For reasons that are not clear, the Senate held its confirmation hearing for Betsy DeVos, Donald Trump’s pick for secretary of Education, late on Tuesday, and each senator was limited to one five-minute round of questions. Democrats on the Health, Education, Labor and Pensions Committee complained a lot about the brevity of the hearing, which reduced the time DeVos had to bob and weave her way through potentially perilous questions. “I look forward to working with you on that issue” was her most frequent answer.
DeVos still had to put up with acerbic comments about her vast wealth, her incomplete ethics paperwork, and her potential conflicts of interest. She was pressed to explain aspects of her educational philosophy (and Trump’s) in areas where they are not widely known. She labored to sidestep or minimize highly controversial issues like Common Core education standards. Elizabeth Warren mentioned Trump’s “fake university” and suggested “crooks and swindlers would do back-flips” at DeVos’s intention to “review” regulations disliked by for-profit higher-education institutions. Patty Murray brought up Trump’s Access Hollywood comments, and DeVos was challenged on her own commitment to fight sexual assault on college campuses. While there were many of these contentious exchanges, the nominee managed to keep her composure.
DeVos’s big challenge, however, was to defend her long-time advocacy for the use of public funds for private schools with a minimum of accountability. And despite the best efforts of several Democrats and even some Republicans (notably Lisa Murkowski) to get a clear commitment from her with respect to accountability, she kept returning to vague assertions.
DeVos’s prepared opening statement to the committee provided an important clue that her idea of accountability is not one most policy-makers would share. She continually embraced the principle that public-education policy should be all about what parents want, with occasional kibitzing from teachers and school administrators.
I share President-elect Trump’s view that it’s time to shift the debate from what the system thinks is best for kids to what moms and dads want, expect and deserve.
Parents no longer believe that a one-size-fits-all model of learning meets the needs of every child, and they know other options exist, whether magnet, virtual, charter, home, religious, or any combination thereof. Yet, too many parents are denied access to the full range of options… choices that many of us – here in this room – have exercised for our own children.
Why, in 2017, are we still questioning parents’ ability to exercise educational choice for their children? I am a firm believer that parents should be empowered to choose the learning environment that’s best for their individual children.
That is very clear. And if it is not, there’s this conclusory statement: “For me, it’s simple: I trust parents, and I believe in our children.”

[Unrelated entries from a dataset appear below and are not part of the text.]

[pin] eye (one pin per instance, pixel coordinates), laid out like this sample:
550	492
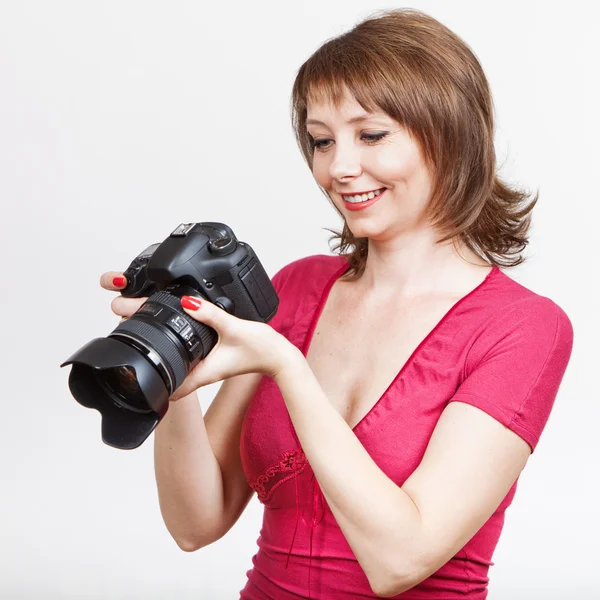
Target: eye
372	138
369	138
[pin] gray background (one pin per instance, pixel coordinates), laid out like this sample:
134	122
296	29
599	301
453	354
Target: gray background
120	120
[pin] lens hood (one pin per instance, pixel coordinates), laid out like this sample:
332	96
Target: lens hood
121	427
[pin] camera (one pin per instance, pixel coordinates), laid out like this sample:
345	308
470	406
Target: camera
129	375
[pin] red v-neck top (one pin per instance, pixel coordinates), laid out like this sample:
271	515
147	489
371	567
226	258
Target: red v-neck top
501	348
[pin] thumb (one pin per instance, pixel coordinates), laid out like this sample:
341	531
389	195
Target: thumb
202	310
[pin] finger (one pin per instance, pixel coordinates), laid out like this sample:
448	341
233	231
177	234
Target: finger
125	307
205	311
113	280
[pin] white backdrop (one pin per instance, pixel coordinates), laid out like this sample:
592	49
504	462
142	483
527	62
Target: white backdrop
120	120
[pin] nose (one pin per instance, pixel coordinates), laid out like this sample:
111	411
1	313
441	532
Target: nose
346	162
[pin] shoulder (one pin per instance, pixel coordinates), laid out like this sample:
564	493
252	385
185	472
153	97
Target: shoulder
518	315
308	272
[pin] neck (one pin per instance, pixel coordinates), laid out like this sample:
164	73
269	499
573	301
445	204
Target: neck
414	265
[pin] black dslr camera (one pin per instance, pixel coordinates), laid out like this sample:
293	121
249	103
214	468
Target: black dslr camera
130	375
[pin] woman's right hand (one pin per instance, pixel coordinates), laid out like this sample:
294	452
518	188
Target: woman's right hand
121	306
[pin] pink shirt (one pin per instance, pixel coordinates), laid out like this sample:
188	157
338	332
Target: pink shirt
501	348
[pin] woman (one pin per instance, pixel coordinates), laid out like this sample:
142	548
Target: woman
408	379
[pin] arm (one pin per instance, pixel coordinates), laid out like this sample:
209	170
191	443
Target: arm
202	488
401	535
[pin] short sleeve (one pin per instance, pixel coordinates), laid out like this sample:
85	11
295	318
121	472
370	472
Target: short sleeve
515	367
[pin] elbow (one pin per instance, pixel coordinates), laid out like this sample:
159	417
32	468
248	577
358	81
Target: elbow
191	544
394	581
393	585
188	545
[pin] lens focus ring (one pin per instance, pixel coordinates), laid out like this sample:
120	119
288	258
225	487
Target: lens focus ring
172	357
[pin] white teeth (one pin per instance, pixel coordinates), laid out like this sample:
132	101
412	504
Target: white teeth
363	197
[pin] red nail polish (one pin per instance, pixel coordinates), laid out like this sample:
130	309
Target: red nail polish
190	303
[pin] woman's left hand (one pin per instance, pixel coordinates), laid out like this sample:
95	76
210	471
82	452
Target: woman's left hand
243	347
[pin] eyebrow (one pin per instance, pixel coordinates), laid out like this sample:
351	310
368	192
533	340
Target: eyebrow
356	119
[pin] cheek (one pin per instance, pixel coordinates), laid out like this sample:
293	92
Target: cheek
393	165
320	171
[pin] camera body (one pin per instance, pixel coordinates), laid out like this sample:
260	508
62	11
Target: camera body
130	375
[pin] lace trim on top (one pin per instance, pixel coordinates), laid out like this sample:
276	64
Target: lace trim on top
292	461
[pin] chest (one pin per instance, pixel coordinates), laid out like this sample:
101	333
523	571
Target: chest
356	351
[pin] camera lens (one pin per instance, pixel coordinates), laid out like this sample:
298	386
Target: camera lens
123	386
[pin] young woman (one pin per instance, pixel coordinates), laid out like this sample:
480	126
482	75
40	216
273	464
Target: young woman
384	416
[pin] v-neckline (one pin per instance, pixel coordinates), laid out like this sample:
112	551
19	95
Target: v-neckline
321	305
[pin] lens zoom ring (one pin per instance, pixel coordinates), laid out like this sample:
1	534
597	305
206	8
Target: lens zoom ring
157	340
174	302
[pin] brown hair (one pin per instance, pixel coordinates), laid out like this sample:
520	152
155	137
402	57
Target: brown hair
410	66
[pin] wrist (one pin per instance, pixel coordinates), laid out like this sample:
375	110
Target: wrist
285	357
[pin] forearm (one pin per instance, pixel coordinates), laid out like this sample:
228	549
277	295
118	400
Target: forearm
380	521
188	476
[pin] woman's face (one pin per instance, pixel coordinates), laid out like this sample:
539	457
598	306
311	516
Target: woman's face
358	152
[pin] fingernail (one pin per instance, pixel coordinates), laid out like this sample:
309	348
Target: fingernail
190	303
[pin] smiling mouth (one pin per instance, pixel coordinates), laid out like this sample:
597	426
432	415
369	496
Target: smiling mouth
358	198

Who’s left out in a publicly financed education system in which individual “moms and dads” call all the shots? The people financing that system, the public itself. Yes, many of them are “moms and dads,” too — but in their capacity as taxpayers and as allegedly self-governing voters they should have the right to ensure that public dollars benefit the public as a whole via a system that offers equal access and train a well-educated citizenry. And this is the very idea that separates DeVos from actual defenders of public education, including many who support public-school choice and public charter schools (privately operated public schools that are free, that offer equal access, and that are accountable to public authorities via a specific performance agreement, a.k.a. a “charter”).

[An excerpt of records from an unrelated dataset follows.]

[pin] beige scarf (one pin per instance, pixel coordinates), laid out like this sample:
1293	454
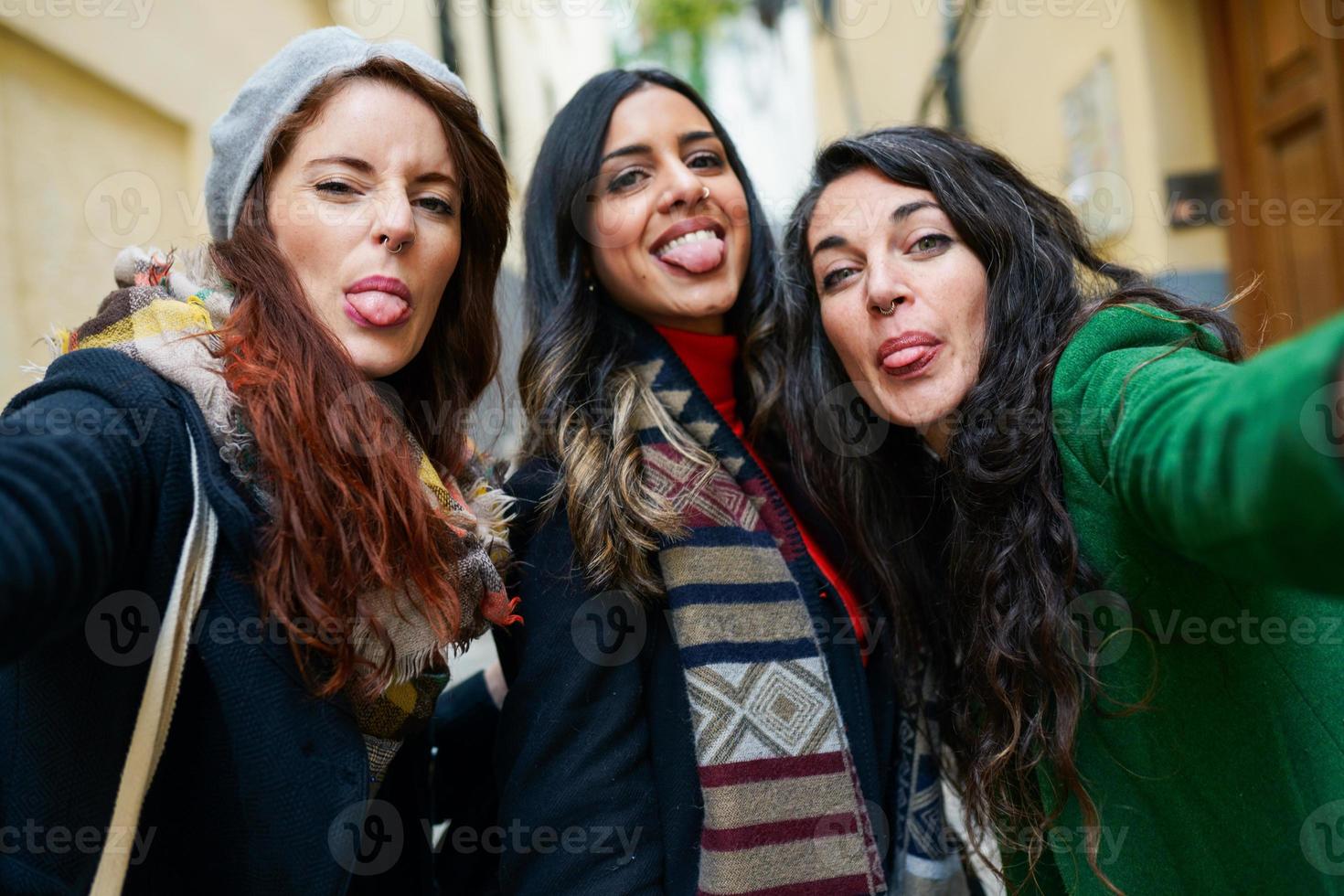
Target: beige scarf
163	316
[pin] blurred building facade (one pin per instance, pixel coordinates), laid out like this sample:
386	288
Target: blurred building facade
105	113
1198	139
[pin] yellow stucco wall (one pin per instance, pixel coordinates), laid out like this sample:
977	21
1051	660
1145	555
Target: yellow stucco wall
85	169
1019	60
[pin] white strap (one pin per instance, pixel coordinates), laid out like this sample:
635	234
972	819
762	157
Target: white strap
156	706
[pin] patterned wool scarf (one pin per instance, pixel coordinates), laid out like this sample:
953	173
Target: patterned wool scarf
163	316
784	812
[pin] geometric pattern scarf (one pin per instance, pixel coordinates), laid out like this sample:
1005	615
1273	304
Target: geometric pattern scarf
784	810
783	806
163	316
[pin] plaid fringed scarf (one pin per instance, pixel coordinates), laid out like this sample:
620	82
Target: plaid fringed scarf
784	812
163	316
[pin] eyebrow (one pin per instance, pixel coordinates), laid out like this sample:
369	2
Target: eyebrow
635	149
366	168
897	217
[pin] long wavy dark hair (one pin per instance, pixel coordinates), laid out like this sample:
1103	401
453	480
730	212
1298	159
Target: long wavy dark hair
977	559
575	378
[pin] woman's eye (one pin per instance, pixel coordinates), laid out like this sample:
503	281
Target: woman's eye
837	277
932	242
624	180
437	206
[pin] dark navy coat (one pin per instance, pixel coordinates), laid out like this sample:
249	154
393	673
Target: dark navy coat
261	787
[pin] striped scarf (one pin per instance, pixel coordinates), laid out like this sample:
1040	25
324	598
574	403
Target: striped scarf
165	316
784	810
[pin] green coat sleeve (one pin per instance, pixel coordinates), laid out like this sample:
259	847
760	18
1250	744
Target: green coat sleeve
1235	466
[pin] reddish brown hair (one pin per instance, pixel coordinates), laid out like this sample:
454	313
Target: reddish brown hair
349	513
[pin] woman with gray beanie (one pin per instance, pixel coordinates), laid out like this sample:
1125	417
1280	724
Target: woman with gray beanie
240	503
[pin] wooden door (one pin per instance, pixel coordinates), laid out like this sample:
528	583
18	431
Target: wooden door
1275	68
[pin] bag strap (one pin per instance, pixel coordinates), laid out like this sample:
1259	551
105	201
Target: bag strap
156	706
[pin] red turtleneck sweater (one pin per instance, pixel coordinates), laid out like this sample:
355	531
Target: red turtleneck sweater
711	360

DeVos and her husband have devoted themselves and much of their vast wealth to severing any link between public-education funding and public accountability, championing the idea that parents, with zero accountability to anyone, should be the sole distributors of taxpayer dollars. That’s why they have supported attaching funds to the individual child, to follow them wherever their parents choose. And that’s why in addition to supporting the use of public funds at private or religious schools — or for religiously motivated home-schooling — the DeVoses have fought to make charter public schools in their own state of Michigan as unaccountable as possible — contradicting the very idea of the “charter.”
Is it possible parents handed a public subsidy and total freedom to use it however they want could make a poor education decision for their kids or their community? Of course they could, particularly if they are being advised by their spiritual leaders to steer those public dollars to the Academy of the Vengeful God, where boys are taught to be servant-leaders to their submissive homemaking wives. (LGBT folk need not apply!)

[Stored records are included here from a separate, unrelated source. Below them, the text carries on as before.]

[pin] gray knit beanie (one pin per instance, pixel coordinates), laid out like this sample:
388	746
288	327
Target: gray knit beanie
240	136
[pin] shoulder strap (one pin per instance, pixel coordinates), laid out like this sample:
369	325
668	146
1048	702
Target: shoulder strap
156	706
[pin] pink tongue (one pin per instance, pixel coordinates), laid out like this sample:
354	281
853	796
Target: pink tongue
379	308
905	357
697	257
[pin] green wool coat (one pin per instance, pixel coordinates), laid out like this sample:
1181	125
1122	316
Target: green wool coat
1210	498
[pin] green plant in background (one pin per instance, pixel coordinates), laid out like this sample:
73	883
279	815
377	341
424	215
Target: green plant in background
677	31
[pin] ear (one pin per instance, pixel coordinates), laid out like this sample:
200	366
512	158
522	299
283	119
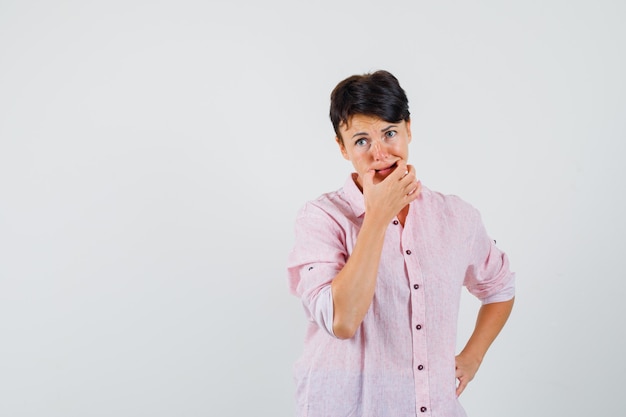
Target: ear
342	148
408	130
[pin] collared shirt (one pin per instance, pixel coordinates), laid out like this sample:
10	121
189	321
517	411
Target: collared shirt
401	361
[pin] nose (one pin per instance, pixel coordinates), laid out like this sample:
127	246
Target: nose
379	151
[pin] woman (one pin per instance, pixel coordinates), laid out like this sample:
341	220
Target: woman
379	266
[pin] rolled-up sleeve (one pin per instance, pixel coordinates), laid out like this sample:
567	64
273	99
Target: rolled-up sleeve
317	256
488	276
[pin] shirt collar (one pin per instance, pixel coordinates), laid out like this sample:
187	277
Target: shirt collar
354	195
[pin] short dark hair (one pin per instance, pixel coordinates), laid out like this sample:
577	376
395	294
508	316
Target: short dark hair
375	94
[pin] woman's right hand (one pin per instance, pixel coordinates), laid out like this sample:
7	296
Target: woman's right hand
387	198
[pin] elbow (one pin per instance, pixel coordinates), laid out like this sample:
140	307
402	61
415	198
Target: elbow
344	330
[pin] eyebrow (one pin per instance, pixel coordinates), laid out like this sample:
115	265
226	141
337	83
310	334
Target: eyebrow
382	130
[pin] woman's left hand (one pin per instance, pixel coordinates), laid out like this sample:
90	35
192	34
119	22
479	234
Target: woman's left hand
466	368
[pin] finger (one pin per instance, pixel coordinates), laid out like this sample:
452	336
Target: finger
461	387
368	178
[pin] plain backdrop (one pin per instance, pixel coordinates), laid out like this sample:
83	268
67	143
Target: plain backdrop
153	156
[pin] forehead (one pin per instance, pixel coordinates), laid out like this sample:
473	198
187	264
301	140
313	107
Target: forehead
362	122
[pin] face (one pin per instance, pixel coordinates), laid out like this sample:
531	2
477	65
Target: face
371	143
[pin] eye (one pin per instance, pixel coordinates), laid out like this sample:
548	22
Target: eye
390	134
361	142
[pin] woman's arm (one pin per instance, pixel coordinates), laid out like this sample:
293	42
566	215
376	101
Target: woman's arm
353	287
491	319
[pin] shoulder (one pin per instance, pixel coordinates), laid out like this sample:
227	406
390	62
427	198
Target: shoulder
447	204
331	204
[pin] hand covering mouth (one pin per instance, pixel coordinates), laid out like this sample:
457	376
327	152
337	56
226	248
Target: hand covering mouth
389	168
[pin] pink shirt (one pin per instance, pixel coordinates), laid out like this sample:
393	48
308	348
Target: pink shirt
400	362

Asked back in 2001 if she disagreed with the idea that private schools should rely on private dollars for their support, DeVos said this:
There are not enough philanthropic dollars in America to fund what is currently the need in education … [versus] what is currently being spent every year on education in this country … Our desire is to confront the culture in ways that will continue to advance God’s Kingdom.
It is perfectly possible for a secretary of Education to serve her or his God and the American people simultaneously. Using public schools to place the latter in submission to the former without their consent is to betray the public trust.
Unfortunately, there wasn’t time for such deep questions at Tuesday’s hearing. The committee is set to vote on DeVos’s confirmation next week, probably on more-or-less a party-line basis. Barring some unexpected disclosure, she will probably become the first secretary of Education whose commitment to the very idea of public schools remains in question.